If you crave more freedom, you’ll have to build a structure to accommodate it
A good friend of mine works in healthcare and has been busy recently setting up a new business. Like many of us, she’s in plate-spinning mode, desperately trying to juggle her professional and personal commitments in order to achieve her goals. She asked for my input and I gave her the best advice I could: to establish structure and routine, supported by systems and processes – it’s the single most effective way of meeting your objectives while creating the freedom and space you need to live a good life.
Learning from medical professionals
One of the best ways to illustrate my point is by comparing your business’s transit to a patient’s journey through the healthcare system. A patient begins by undergoing a diagnosis, followed by a treatment plan and prognosis. The business equivalent here is to start by analysing your current position, proposing desired outcomes and prescribing a strategy to enable you to reach your goals.
In much the same way as a medical team would break the treatment plan into assignable actions – medication, medical procedures, physiotherapy etc – we also need to create a task or action plan that details each action required to achieve the stated objectives. We usually make 90-day action plans but you can chose to work on weekly or monthly plans, too.
An action plan doesn’t work without checks and balances, however. You need to have a way of measuring results so you can quickly see whether you’re on track for success. In our medical exemplar, the healthcare professionals will probably be monitoring physical responses – blood pressure, heart rate and such. In a business setting, we’d employ key performance indicators (KPIs) to provide data that will tell us how the business is doing and what, if anything, needs adjusting to ensure the outcomes we want.
Making it work
Obviously, it’s all well and good having a plan but what makes it work in practice is having the discipline and dedication necessary to give it some propulsion. In our hospital scenario, the patient would, of course, be wholly reliant on the assiduity of the healthcare team to see his treatment plan through to its (hopefully happy) conclusion.

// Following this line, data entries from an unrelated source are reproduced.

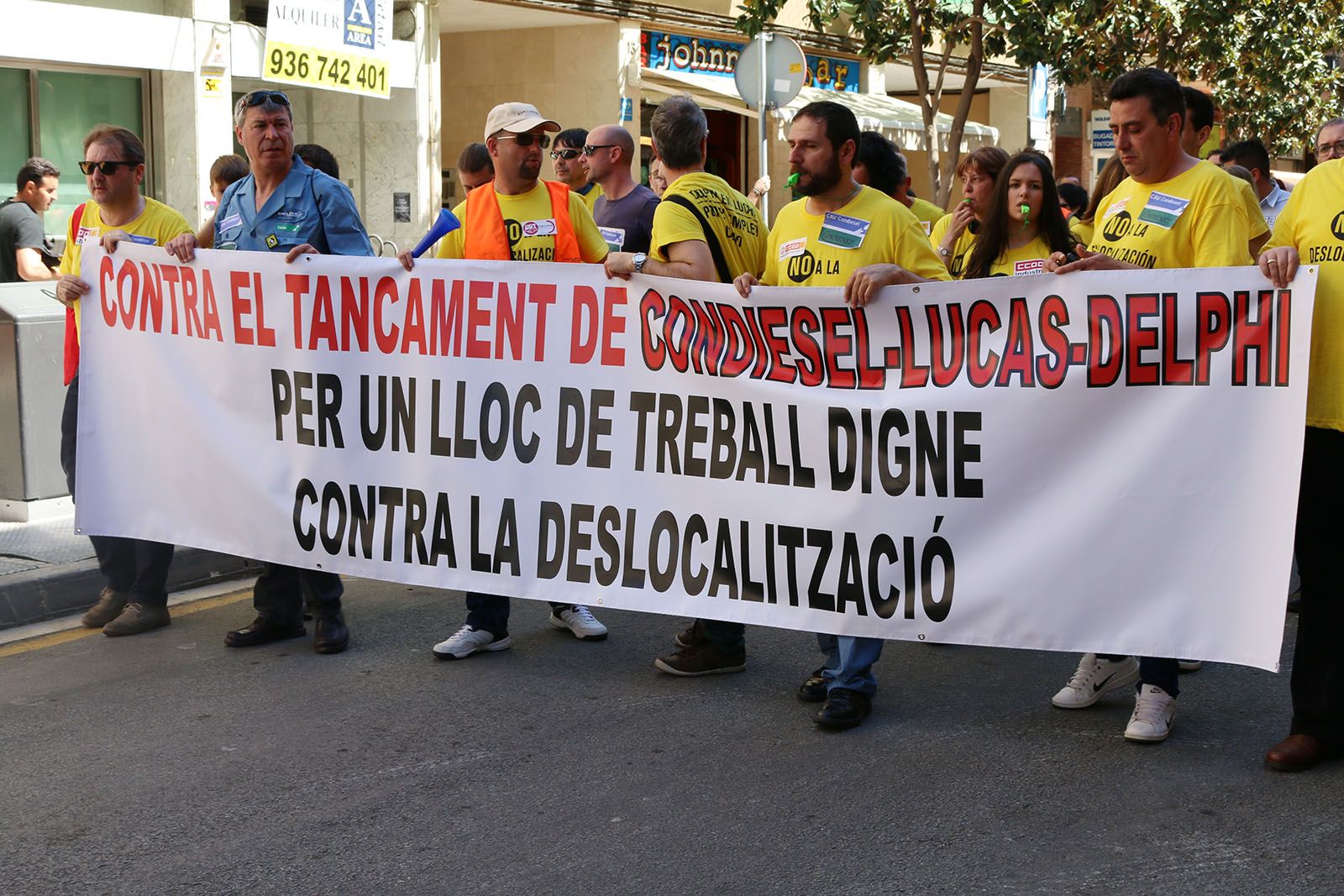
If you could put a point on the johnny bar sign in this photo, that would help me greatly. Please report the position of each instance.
(1088, 463)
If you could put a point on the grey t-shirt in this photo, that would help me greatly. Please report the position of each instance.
(627, 223)
(20, 228)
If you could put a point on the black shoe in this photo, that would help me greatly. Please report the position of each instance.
(262, 631)
(815, 688)
(843, 708)
(331, 634)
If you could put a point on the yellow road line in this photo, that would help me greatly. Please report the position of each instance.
(76, 634)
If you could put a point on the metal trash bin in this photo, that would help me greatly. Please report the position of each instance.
(33, 327)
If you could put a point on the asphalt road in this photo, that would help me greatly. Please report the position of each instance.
(165, 763)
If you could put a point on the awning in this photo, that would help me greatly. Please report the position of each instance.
(900, 120)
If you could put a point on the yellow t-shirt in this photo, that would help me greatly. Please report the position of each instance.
(823, 250)
(1025, 259)
(1195, 219)
(737, 223)
(155, 226)
(1254, 214)
(925, 212)
(960, 253)
(1312, 222)
(1082, 230)
(526, 212)
(591, 196)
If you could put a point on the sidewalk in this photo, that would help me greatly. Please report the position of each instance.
(47, 571)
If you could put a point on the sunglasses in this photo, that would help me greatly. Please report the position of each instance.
(108, 168)
(528, 140)
(260, 97)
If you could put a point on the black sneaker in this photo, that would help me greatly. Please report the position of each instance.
(702, 660)
(843, 710)
(815, 688)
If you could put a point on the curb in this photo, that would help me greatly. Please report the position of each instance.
(64, 589)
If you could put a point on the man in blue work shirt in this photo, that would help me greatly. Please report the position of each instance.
(284, 206)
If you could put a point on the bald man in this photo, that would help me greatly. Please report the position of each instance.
(624, 212)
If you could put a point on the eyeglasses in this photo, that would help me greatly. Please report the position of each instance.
(528, 140)
(105, 167)
(261, 97)
(1334, 149)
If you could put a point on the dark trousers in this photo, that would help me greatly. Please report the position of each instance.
(490, 613)
(280, 594)
(136, 567)
(1317, 661)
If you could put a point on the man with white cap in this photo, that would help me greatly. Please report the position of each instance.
(524, 219)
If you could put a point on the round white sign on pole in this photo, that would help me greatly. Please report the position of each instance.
(784, 71)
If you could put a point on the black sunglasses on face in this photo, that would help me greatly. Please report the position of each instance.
(105, 167)
(259, 97)
(528, 140)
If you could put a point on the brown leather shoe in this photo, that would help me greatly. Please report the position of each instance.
(138, 618)
(1299, 752)
(111, 604)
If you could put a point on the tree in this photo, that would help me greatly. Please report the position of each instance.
(1265, 60)
(891, 29)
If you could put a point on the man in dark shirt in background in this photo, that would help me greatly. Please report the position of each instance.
(624, 212)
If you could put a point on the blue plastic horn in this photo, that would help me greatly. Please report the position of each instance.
(445, 224)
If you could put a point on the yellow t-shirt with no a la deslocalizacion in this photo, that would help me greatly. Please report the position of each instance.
(823, 250)
(1314, 224)
(535, 242)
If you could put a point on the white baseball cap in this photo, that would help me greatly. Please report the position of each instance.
(517, 118)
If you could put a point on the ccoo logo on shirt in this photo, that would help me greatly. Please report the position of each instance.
(360, 23)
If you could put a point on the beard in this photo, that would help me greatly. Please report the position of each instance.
(815, 184)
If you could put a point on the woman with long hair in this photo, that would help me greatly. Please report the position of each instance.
(953, 235)
(1025, 223)
(1110, 176)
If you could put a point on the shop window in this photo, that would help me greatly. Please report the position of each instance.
(67, 105)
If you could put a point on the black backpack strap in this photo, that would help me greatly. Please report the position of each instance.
(721, 264)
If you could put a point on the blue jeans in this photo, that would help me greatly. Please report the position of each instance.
(850, 663)
(490, 613)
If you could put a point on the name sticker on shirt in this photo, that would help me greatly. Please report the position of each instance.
(615, 237)
(1163, 210)
(544, 228)
(843, 231)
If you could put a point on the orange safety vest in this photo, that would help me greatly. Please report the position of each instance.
(486, 238)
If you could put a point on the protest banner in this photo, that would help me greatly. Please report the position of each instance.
(1102, 461)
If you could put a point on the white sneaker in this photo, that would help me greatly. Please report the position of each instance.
(467, 641)
(1095, 680)
(578, 620)
(1155, 712)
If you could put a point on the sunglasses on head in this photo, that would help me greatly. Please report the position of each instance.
(528, 140)
(105, 167)
(260, 97)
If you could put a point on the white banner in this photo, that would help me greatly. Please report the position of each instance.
(1086, 463)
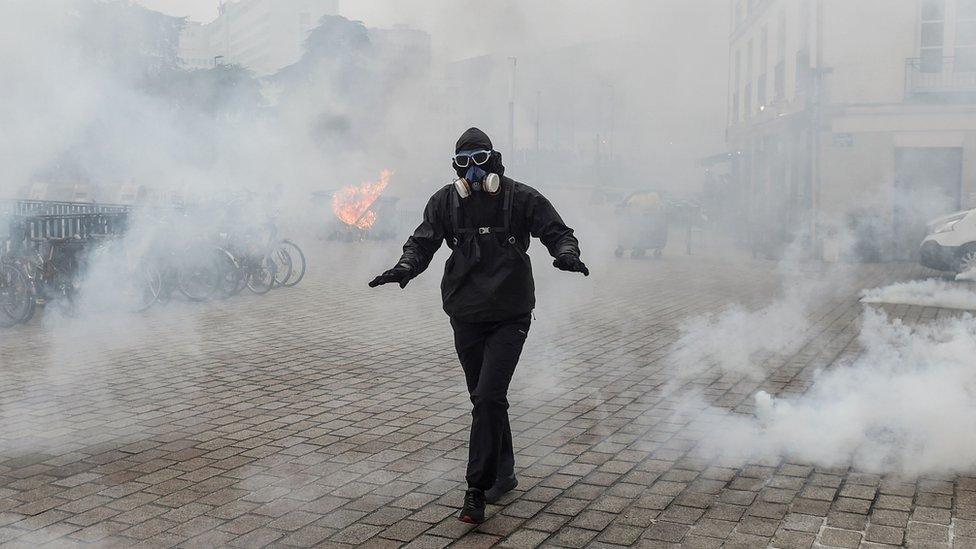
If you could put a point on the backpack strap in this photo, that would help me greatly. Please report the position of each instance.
(506, 214)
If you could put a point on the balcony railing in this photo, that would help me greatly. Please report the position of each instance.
(946, 75)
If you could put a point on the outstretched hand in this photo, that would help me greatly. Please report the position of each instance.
(571, 263)
(400, 274)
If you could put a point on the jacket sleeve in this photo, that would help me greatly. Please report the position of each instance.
(546, 225)
(426, 239)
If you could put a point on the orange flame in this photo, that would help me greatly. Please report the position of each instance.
(352, 204)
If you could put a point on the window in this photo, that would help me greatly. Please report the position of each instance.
(965, 36)
(747, 110)
(763, 67)
(779, 72)
(738, 82)
(932, 35)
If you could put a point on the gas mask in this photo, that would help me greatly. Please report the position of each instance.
(473, 176)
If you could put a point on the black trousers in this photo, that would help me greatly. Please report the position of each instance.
(489, 352)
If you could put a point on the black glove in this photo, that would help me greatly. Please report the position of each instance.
(400, 274)
(571, 263)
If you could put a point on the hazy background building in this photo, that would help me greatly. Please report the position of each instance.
(850, 118)
(262, 35)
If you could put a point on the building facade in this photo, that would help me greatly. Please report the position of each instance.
(262, 35)
(850, 124)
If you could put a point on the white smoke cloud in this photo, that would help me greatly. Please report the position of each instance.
(904, 406)
(931, 292)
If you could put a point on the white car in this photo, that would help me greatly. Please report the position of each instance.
(951, 243)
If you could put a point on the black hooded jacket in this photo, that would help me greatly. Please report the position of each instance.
(488, 276)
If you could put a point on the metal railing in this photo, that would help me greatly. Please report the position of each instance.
(945, 75)
(53, 207)
(76, 226)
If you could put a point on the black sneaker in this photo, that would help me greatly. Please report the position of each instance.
(501, 487)
(473, 511)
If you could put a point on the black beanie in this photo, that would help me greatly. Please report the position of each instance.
(473, 139)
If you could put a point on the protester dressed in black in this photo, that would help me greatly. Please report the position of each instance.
(488, 292)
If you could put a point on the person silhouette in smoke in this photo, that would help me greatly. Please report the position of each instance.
(488, 292)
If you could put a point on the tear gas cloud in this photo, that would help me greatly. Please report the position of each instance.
(601, 97)
(885, 412)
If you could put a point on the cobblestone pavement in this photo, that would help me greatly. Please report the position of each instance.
(331, 415)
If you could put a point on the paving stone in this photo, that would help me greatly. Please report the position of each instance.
(212, 427)
(890, 535)
(833, 537)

Even then, its success would be reliant on a range of systems and processes designed to minimise the margin for error – no-one would expect a nurse to remember whether or not the patient had received his medication without referring to a written or electronic record, for instance.
Similarly, businesses – of all sizes – need their own processes and procedures to support their strategy. And while healthcare professionals have the added impetus of the responsibility of a human life in their hands, it’s fair to say that business owners hold the key to something almost as valuable – their own future.
Leap of faith
Often, introducing more structure goes against the grain – especially for those of us who consider ourselves independent thinkers. But putting procedures into place not only helps us to create the business and lifestyle we crave, it helps us to get there faster and with less heartache.
Robert Collier puts it this way: ‘Success is the sum of small efforts, repeated day-in, day-out.’ I couldn’t agree more.
My friend contacted me last week with some great news. ‘I’ve just had a massive penny-drop moment,’ she said. ‘Everything you told me about structure and routine – it works! 😉
Let me know if it works for you, too.